Ugandan prosecutors have lodged charges of “aggravated homosexuality” against a 20-year-old man — a crime punishable by death — in one of the country’s first applications of provision included in one of the world’s harshest antigay laws.
Same-sex acts had long been considered illegal under Uganda’s penal code, but a law enacted this year introduced far harsher penalties and vastly extended the range of perceived offenses. Its passage drew condemnation from human rights groups and the United Nations, and the Biden administration called it “one of the most extreme” antigay measures in the world.
The measure, signed into law in May, called for life in prison for anyone who engaged in gay sex and allowed the death penalty for what it labeled “aggravated homosexuality.” That category included same-sex relations with disabled people, who were defined very broadly.
Prosecutors used the death penalty provision this month to charge a 20-year-old man with having sexual intercourse with a 41-year-old man with a disability in the city of Soroti, in Eastern Uganda, according to Jacquelyn Okui, a spokeswoman for the Office of the Director of Public Prosecution. (A separate case against a different man, lodged last month, involved an underage person, Ms. Okui said.)
In Uganda, a conservative, mostly Christian country, many religious leaders and politicians have painted same-sex relations as a Western import. “Africans are being used to accept this nonsense of the Western world, and homosexuality is on the agenda,” James Nsaba Buturo, a former minister of ethics and integrity in the Ugandan government, said in March.
Antigay behavior took a particularly severe turn in Uganda over the past year, with authorities removing rainbow colors from a park and parents charging into a school because they thought a gay person taught there.
Justine Balya, a director at the Human Rights Awareness and Promotion Forum, said the new law, and the draconian punishments it outlines, had intimidated gay Ugandans.
Her organization, which is representing the 20-year-old, has reported that overall violence and abuse against L.G.B.T.Q. people have increased since the law’s passage: Fifty-three people have been evicted from rented property for reasons linked to their sexual orientation or gender identity, 47 have faced violence or threats of violence and 17 have been arrested on various charges related to sexuality or gender identity.

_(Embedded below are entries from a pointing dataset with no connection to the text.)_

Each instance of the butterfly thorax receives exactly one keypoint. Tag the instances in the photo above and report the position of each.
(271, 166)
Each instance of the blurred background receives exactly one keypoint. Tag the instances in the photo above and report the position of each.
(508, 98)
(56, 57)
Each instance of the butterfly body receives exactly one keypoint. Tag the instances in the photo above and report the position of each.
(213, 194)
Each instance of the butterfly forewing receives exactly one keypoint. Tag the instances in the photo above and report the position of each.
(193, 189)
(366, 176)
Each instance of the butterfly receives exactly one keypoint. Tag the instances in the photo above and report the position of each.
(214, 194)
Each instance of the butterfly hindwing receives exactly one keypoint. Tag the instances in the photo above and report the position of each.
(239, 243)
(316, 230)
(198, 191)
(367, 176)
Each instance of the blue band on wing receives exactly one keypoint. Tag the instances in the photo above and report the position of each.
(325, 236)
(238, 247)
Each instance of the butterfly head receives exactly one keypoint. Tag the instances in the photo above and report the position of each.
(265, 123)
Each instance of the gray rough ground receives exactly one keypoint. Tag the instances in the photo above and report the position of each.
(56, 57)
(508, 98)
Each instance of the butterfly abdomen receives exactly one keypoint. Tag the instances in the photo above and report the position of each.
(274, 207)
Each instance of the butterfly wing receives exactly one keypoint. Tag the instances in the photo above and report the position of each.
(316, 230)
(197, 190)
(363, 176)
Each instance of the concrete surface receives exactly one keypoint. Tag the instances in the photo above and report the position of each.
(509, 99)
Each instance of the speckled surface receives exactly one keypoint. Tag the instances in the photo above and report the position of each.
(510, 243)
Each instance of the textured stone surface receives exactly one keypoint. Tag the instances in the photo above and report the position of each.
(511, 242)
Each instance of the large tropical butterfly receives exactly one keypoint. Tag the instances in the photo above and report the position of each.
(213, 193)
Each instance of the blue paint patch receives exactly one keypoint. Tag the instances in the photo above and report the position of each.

Frank Mugisha, a prominent gay-rights activist in Uganda, said that many others feared they would lose their jobs or were afraid to visit public places for fear of being attacked or arrested. Some began fleeing the country earlier, as the law made its way through Parliament.
“It has been a brutal three months for the community in Uganda,” said Ms. Balya, who argued that the law was unconstitutional.
Uganda has not had an execution in about 20 years, Ms. Balya said — the death penalty usually winds up as life imprisonment — but advocates say that the harsh legal climate has put L.G.B.T.Q. people in even more danger.
“People are freaking out,” Mr. Mugisha said, adding that many gay or lesbian Ugandans feared they could be arrested at any time and that he worried about an increase in blackmail as a result.
“This law is creating a witch hunt,” he said.
The antigay effort in Uganda drew support from local Christian and Muslim groups along with the financial and logistical backing of conservative evangelical groups in the United States. Politicians insisted that homosexuality was undermining Ugandan stability and putting children at risk.
Even before the latest law, the Ugandan authorities stopped people suspected of being gay on what rights groups said were fabricated pretexts. As early as 2009, a Ugandan politician introduced a bill that threatened to hang gay people. Western countries exhorted Uganda to halt the crackdown and threatened to cut aid to the country.
But the country’s president, Yoweri Museveni, signed the 2023 law in May.
A handful of countries around the world had already imposed the death penalty for gay sex, including Iran and Saudi Arabia, and same-sex conduct is a crime in more than 60 countries, mostly in Africa and Asia, according to a survey by Human Rights Watch.
The Ugandan crackdown comes at a time when other African nations are facing the rise of similarly antigay policies and behavior.
A broad anti-L.G.B.T.Q. law is moving through Ghana’s Parliament, and a lawmaker in Kenya is campaigning for a bill to impose harsher penalties on same-sex sexual acts.
Mr. Mugisha, the gay-rights activist, said that the prosecutions in Uganda might energize these countries to pass the laws.
“They will see the law works,” he said. “They will want to do the same.”